Он «прочитал» еще пару фраз, потом положил между страниц желтую полоску бумаги, сунул книгу под мышку и удалился, раздувая паруса своей сутаны. Знал ли он, что я ищу?
14
Ассистенты библиотекаря, выдававшие мне книги, носили очки с круглыми толстыми стеклами, серые нарукавники и кожаные нашивки в форме сердца на заднице. Каждый из них сидел перед черной пишущей машинкой «Ремингтон» и двумя желтыми от никотина пальцами, напоминающими когти хищной птицы, печатал каталожные карточки, год за годом, карточку за карточкой, ибо каждый ассистент библиотекаря, как и сам дядюшка, заступив на свой пост, обычно вводил собственную систему, постепенно вытесняющую систему предшественника, и нелепость всего этого заключалась в том, что еще ни одна система не успела охватить все содержимое библиотеки или хотя бы часть целого; напротив, чем дольше существовала библиотека, тем сложнее становились системы, а книги многочисленнее, и в итоге это немыслимо разветвленное книжное древо с каждым годом пускало все новые ростки битком набитых шкафов и стеллажей и пышно разрасталось во всех направлениях: вверх, до потолка барочного зала, под самую крышу, вниз, в недра подвала – книги, книги, книги, десятки, сотни тысяч названий, которые уже никому не под силу охватить, каталогизировать, отчего, наверное, какой-то предшественник дядюшки – один из этих аскетов с длинными шеями стервятников, висевших в столовой, – и приколол канцелярской кнопкой под часами на стене сентенцию Блаженного Августина, разумеется, на латыни: «Да именуешься ты в последний час свой если не победителем, то хотя бы борцом».

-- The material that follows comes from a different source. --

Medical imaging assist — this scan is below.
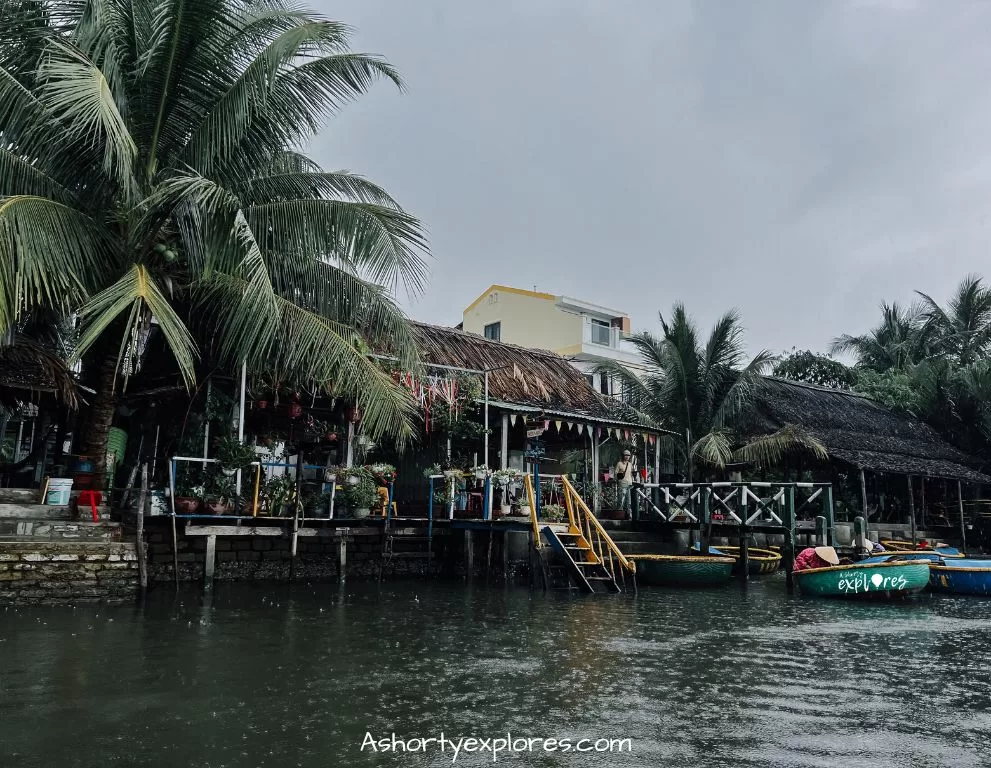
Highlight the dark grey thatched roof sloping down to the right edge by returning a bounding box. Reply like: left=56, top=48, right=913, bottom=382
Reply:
left=758, top=377, right=991, bottom=483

В отличие от мамы, пальцы которой, как балетная труппа из красных лакированных ногтей, весело плясали по клавишам пишущей машинки, ассистенты, эти барабанщики из похоронного оркестра, с грехом пополам выстукивали в лучшем случае с дюжину букв на своих карточках, и у них почти никогда не раздавался задорный звонок, восхитительное «дзынь!», возвещающее конец строки. Они поседели и согнулись от старости за своими машинками. Они больше дремали, чем печатали. 1Ъре-победители, которых даже борцами нельзя было назвать.
Последний час свой они встретят мумиями, иссушенными полной бессмысленностью своей стукотни. Впрочем, эти господа отличались одной особенностью: стоило дядюшке отлучиться из библиотеки, как они, дружно «выкусив» пробки из своих фляжек с водкой, присасывались к ним, как телята к маткам. Другая их особенность не сразу бросилась мне в глаза, а лишь после того, как я заинтересовался преданной анафеме родовой фамилией. Ассистенты то и дело нарушали негласный запрет:
– Кац сам стоит перед Штарк на задних лапах! – говорили они шепотом.
Пли:
– Кац вчера нажрался, как сапожник!
Но они позволяли это себе, только убедившись, что его нет поблизости, и даже после этого прикрывали рукой рот и не произносили его фамилию, а скорее выдыхали: Кац!
Кац! С этим именем было то же, что и с темнотой, царившей под юбками, – оно было так же загадочно и привлекательно.